In its written statement submitted to the ICJ in the Nuclear Weapons case in 1995, France stated:
The supporters of that theory [according to which the law of armed conflicts would contain legal rules from which a prohibition of the use of nuclear weapons could be deduced] base themselves … on various rules or principles enunciated in [the 1977 Additional Protocol I], and specifically “the prohibition to employ weapons, projectiles and material and methods of warfare of a nature to cause superfluous injury or unnecessary suffering” (art. 35, para.2) …
The French Government formally rejects this reasoning … Besides the fact that it is not according to this procedure that the prohibitions concerning the use of arms are traditionally established, this method is random, and cannot in any case lead to the result aimed at by its authors.
The theory put forward supposes that it is established … that all the rules mentioned … correspond with customary principles recognized as such and … that the exact content of these principles is defined.
However, this content … has been the object, and still is the object, of doctrinal discussions.
With regard to this, the French government must again underline that the principles of international customary law applicable in armed conflict cannot be searched in [the 1977 Additional Protocol I] … If one cannot deny that certain provisions of the protocol find their inspiration in the principles of international customary law, it is obvious that others constitute a development.
…
The general practice in the field of the prohibition or the regulation of armament is to proceed by conventions …
Indeed, the regulation of the use of a weapon supposes precise rules which cannot be established other than by specific conventions.

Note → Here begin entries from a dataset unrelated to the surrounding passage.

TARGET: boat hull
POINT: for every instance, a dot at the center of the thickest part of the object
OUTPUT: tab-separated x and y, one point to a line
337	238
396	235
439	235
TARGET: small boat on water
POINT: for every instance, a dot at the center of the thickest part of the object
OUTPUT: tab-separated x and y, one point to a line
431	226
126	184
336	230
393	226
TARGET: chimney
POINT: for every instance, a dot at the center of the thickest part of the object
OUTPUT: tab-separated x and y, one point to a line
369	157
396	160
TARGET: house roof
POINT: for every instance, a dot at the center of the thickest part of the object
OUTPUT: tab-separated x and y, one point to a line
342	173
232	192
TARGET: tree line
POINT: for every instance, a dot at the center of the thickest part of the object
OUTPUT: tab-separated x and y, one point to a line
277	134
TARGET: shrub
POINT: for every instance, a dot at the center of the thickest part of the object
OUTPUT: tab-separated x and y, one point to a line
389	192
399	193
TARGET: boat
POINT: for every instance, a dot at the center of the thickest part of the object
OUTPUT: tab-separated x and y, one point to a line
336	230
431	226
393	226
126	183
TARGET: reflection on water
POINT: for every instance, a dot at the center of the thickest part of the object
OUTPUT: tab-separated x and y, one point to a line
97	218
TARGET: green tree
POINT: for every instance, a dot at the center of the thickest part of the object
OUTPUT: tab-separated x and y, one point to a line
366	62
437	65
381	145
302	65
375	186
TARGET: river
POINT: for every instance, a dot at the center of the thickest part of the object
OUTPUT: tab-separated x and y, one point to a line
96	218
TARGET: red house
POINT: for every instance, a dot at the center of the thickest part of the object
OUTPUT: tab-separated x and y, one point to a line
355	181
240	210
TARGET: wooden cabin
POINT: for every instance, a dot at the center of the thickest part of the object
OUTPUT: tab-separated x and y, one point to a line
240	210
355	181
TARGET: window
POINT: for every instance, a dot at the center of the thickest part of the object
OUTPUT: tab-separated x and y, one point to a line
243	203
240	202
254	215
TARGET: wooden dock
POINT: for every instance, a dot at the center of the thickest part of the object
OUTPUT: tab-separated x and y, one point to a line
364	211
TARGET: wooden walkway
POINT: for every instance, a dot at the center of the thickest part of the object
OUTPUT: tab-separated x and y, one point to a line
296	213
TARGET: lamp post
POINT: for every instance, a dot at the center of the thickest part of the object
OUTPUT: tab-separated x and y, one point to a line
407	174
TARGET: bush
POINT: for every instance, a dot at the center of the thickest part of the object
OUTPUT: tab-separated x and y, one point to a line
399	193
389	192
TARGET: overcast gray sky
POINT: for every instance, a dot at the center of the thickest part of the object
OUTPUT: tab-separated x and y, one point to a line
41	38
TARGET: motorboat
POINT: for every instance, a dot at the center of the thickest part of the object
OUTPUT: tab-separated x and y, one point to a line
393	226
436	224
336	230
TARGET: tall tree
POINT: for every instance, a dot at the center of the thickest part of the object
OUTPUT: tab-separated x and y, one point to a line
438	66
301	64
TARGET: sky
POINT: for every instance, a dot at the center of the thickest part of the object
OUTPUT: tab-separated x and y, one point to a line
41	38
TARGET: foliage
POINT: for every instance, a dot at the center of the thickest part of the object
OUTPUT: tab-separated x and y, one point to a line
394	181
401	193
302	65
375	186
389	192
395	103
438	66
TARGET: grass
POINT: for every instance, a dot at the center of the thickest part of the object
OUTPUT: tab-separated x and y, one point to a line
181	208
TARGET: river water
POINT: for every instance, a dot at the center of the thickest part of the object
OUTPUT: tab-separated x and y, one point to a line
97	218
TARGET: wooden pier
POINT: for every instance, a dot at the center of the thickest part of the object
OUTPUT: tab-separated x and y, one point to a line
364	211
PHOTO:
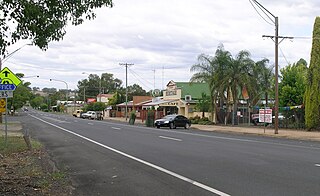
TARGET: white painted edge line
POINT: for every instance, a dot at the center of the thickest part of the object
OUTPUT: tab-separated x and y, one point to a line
218	137
170	138
198	184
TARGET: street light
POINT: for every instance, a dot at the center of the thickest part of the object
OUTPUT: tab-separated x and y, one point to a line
35	76
275	38
11	54
65	84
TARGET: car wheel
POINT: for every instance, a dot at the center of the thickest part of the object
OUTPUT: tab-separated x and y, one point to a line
187	126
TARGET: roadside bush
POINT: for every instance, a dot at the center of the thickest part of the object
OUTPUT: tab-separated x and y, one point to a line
150	118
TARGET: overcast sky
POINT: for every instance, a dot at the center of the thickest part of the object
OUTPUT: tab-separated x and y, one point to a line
163	39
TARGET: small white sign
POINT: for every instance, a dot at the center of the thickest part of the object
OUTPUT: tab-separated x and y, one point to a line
6	94
265	115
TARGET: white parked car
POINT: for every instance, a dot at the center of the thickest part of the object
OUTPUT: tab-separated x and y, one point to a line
89	115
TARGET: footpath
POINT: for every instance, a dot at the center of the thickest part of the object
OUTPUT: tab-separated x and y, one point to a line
254	130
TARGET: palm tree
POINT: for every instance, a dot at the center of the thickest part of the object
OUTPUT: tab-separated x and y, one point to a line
212	70
238	76
262	81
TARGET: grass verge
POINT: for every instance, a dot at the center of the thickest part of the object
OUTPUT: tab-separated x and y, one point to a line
29	172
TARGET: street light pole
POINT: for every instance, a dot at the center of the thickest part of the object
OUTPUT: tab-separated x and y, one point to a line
126	65
10	55
275	38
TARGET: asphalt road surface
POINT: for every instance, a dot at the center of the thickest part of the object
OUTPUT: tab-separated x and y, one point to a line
108	158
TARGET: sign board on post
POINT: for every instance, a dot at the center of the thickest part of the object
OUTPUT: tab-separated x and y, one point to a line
265	115
2	105
6	94
7	87
8	77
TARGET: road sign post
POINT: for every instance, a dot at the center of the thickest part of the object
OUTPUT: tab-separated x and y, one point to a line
8	83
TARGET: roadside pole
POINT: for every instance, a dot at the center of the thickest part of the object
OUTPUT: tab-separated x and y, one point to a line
6	123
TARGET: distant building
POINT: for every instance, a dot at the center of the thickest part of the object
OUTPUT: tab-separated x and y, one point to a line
104	98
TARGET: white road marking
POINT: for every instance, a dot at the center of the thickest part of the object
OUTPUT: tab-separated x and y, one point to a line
198	184
216	137
56	120
170	138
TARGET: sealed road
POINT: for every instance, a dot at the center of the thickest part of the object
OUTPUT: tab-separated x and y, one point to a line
118	159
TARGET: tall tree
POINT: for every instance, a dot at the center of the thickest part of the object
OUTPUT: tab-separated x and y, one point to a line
238	76
212	71
91	87
292	88
261	81
42	21
312	94
203	104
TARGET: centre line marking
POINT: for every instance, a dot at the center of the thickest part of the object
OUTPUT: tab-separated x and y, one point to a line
195	183
170	138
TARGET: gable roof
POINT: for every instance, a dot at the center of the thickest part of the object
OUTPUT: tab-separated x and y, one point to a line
194	89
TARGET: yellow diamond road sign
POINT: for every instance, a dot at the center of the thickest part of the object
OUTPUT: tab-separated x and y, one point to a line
8	77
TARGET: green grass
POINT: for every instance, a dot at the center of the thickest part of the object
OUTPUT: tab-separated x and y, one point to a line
16	144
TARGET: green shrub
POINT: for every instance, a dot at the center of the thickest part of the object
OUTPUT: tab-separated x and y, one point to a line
150	118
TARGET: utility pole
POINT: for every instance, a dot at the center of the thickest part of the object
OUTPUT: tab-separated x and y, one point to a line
154	81
275	38
126	65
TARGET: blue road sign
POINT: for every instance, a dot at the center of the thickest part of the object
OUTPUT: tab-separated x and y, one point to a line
7	87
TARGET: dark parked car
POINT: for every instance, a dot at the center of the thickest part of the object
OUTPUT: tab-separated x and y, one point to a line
173	121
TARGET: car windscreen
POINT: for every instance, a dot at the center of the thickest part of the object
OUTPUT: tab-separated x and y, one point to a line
169	117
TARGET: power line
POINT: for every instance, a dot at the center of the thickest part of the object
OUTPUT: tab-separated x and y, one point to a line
262	11
136	76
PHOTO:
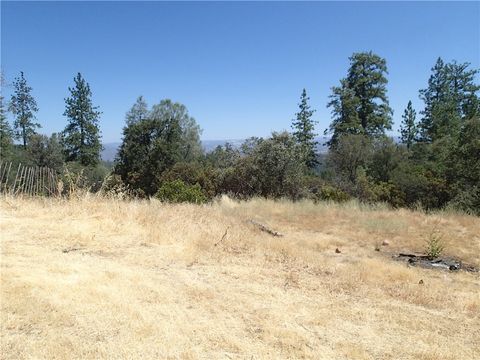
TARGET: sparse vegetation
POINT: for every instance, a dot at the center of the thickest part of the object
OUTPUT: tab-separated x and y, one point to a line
434	244
101	278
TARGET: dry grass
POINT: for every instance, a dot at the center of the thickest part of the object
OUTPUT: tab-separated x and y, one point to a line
95	278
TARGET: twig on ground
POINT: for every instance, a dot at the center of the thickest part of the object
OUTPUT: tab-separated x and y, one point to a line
265	228
223	237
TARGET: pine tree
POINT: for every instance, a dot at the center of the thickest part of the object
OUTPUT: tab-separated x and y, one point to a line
6	132
408	127
81	137
303	127
24	107
138	112
450	99
360	104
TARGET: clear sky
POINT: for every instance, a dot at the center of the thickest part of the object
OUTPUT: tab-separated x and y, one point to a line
239	67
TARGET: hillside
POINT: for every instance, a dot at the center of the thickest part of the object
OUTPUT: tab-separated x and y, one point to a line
95	278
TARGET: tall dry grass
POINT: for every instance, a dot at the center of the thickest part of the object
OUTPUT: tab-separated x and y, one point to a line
102	278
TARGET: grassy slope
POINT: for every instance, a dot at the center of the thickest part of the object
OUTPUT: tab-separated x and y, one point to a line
96	278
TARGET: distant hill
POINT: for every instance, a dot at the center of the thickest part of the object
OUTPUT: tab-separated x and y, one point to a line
110	149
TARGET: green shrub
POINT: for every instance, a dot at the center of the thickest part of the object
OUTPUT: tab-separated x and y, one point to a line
434	245
331	193
177	192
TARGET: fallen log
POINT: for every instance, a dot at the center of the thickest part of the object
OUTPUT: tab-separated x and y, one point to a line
265	228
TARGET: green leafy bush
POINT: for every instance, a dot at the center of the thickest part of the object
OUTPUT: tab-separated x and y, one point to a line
177	192
331	193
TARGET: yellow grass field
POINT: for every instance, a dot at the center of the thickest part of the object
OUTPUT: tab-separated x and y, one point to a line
97	278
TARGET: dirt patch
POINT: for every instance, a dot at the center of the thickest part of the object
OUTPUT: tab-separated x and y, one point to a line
437	263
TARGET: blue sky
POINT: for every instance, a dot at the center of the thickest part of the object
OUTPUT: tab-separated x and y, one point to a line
238	67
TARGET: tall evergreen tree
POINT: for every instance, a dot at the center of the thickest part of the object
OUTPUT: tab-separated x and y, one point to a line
303	127
450	98
360	104
138	112
24	107
5	131
408	127
81	137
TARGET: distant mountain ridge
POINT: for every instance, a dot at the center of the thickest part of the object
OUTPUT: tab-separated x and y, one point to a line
110	149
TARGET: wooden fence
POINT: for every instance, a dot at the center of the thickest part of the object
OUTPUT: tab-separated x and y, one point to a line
28	180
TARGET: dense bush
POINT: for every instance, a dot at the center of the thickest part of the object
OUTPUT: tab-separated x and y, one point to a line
177	192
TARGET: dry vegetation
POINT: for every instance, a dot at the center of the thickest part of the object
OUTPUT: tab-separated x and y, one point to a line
96	278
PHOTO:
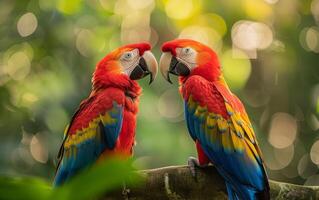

The instructions given to the French armed forces for the conduct of Opération Mistral, simulating a military operation under the right of self-defence or a mandate of the UN Security Council, state: “It is prohibited to employ methods or weapons which are of a nature to cause unnecessary losses or excessive suffering.”
According to the Report on the Practice of France, the French Minister of Foreign Affairs stated in an interview in 1999 that France considered Article 35 of the 1977 Additional Protocol I to have become customary.